小櫻能夠回來,這是給秦川最好的禮物了。
雖然認識這個小丫頭才一個月而已,但是秦川已經是將小櫻當做了自己人了。
“快……快去將衣服換一下,你看臉上髒的。”秦川捧著小丫頭的俏臉,用大拇指剮蹭了一下她臉蛋上的泥灰。
小櫻乖巧的“嗯”了一聲,正要回去,忽然門口站著曾柔,曾柔看到了小櫻也是又驚又喜,她迅速的過來說道:“小櫻,太好了,我想死你了……”

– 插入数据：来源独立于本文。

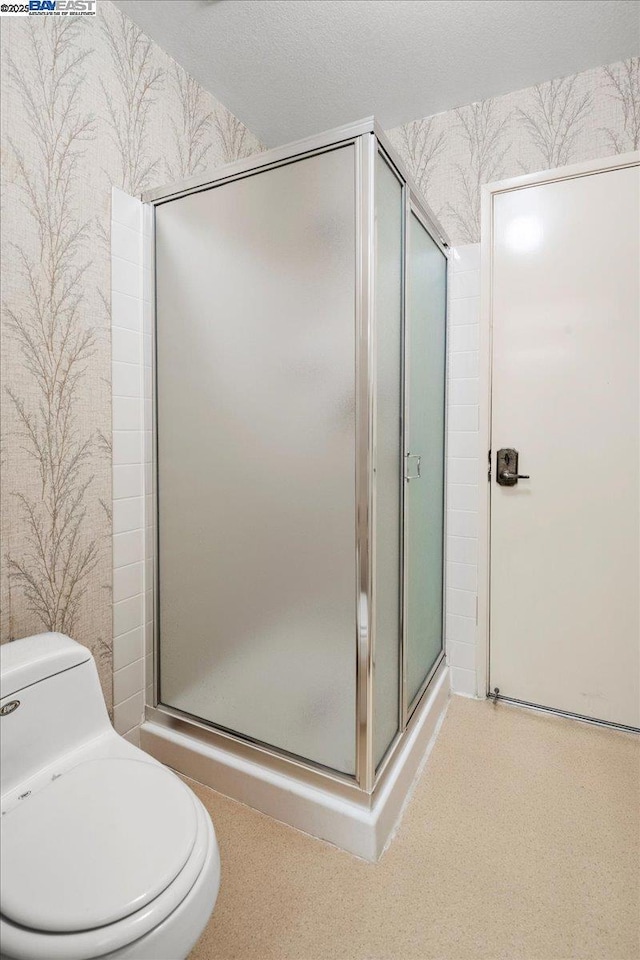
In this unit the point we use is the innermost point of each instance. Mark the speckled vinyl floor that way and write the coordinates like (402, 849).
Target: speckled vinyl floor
(521, 841)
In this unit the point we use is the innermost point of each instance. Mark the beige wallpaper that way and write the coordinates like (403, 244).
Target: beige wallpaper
(91, 102)
(583, 117)
(86, 103)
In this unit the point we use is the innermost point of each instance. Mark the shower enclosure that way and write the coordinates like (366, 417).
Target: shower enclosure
(300, 315)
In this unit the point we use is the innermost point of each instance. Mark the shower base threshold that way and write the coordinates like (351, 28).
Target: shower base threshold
(327, 808)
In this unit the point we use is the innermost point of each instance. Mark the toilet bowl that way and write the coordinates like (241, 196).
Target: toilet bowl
(104, 852)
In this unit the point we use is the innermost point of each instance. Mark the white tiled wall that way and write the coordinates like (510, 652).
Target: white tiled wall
(131, 358)
(133, 507)
(463, 468)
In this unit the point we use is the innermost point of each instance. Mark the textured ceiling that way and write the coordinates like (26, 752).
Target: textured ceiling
(290, 68)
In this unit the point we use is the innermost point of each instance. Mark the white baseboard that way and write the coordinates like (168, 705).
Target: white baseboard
(362, 828)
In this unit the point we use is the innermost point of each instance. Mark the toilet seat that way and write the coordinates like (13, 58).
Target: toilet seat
(153, 902)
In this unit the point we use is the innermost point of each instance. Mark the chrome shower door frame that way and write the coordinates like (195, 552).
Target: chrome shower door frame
(367, 139)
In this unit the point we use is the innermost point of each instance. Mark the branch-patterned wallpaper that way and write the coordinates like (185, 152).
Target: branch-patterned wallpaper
(451, 155)
(87, 103)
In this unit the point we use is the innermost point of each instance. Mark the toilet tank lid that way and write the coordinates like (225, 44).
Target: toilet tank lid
(31, 659)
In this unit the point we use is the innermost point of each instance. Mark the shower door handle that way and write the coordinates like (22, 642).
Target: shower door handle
(417, 475)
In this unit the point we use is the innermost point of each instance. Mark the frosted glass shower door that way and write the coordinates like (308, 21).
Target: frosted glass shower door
(424, 468)
(255, 313)
(389, 221)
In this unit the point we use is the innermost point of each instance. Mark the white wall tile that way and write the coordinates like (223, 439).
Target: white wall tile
(126, 277)
(460, 628)
(463, 365)
(465, 311)
(465, 284)
(462, 496)
(128, 714)
(461, 603)
(126, 209)
(127, 413)
(463, 465)
(128, 647)
(128, 681)
(461, 654)
(463, 681)
(133, 736)
(128, 514)
(128, 548)
(126, 379)
(127, 447)
(463, 445)
(463, 550)
(463, 470)
(463, 417)
(126, 345)
(129, 495)
(128, 581)
(127, 481)
(462, 523)
(127, 615)
(126, 311)
(466, 257)
(464, 391)
(127, 241)
(464, 576)
(464, 337)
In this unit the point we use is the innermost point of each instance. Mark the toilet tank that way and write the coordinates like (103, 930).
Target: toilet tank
(51, 703)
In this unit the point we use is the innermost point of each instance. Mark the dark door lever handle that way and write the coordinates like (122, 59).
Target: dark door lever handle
(507, 468)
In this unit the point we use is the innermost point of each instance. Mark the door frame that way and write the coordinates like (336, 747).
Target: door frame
(489, 191)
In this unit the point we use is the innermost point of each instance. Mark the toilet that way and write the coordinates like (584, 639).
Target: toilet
(104, 852)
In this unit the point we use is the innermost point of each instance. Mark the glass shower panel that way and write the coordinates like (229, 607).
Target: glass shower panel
(256, 456)
(388, 455)
(424, 493)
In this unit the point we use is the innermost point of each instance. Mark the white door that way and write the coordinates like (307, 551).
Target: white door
(564, 572)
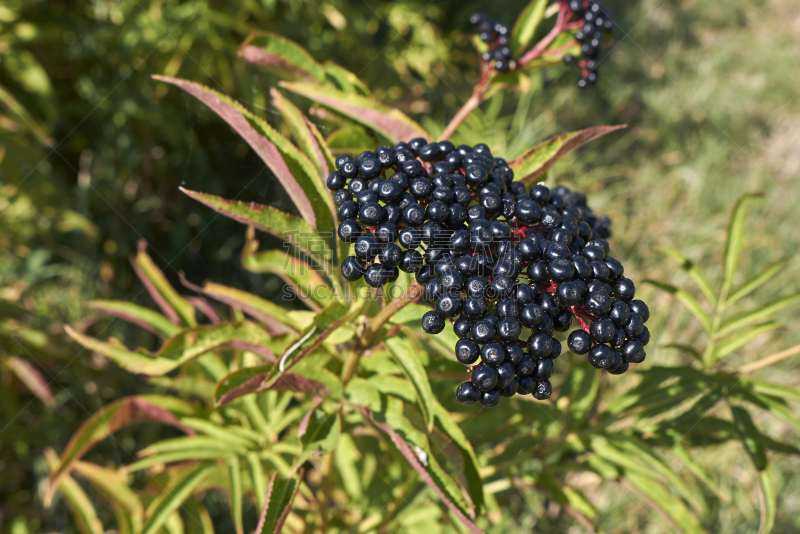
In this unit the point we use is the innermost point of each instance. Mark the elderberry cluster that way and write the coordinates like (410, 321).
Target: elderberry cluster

“柔柔姐。”小櫻說道,她努了努嘴唇,欲言又止,目光很快就落在了曾柔的項墜上,這個項墜是曾柔的母親傳給曾柔的,而上麵天藍色的寶石,之前一直讓小櫻覺得很熟悉,現在的她已經知道了這寶石的來曆。
“遇到什麽不開心的事情了?”曾柔敏感的發現了小櫻的表情有些奇怪。
“沒,沒什麽……看到大家都沒事,我好開心。”小櫻說道,她牽著曾柔的手,心中的感情是十分複雜的。
若不知道那些事情,對她來說,曾柔毫無疑問就是她的知己好友,也是類似於長姐這樣的存在,但現在的她知道了乾元宗對自己族群做的事情,她內心還是有些抗拒的。
兩人說了會兒話,但小櫻總是有一句沒一句的說著,曾柔以為她還沒有回複過來,就讓她好好休息。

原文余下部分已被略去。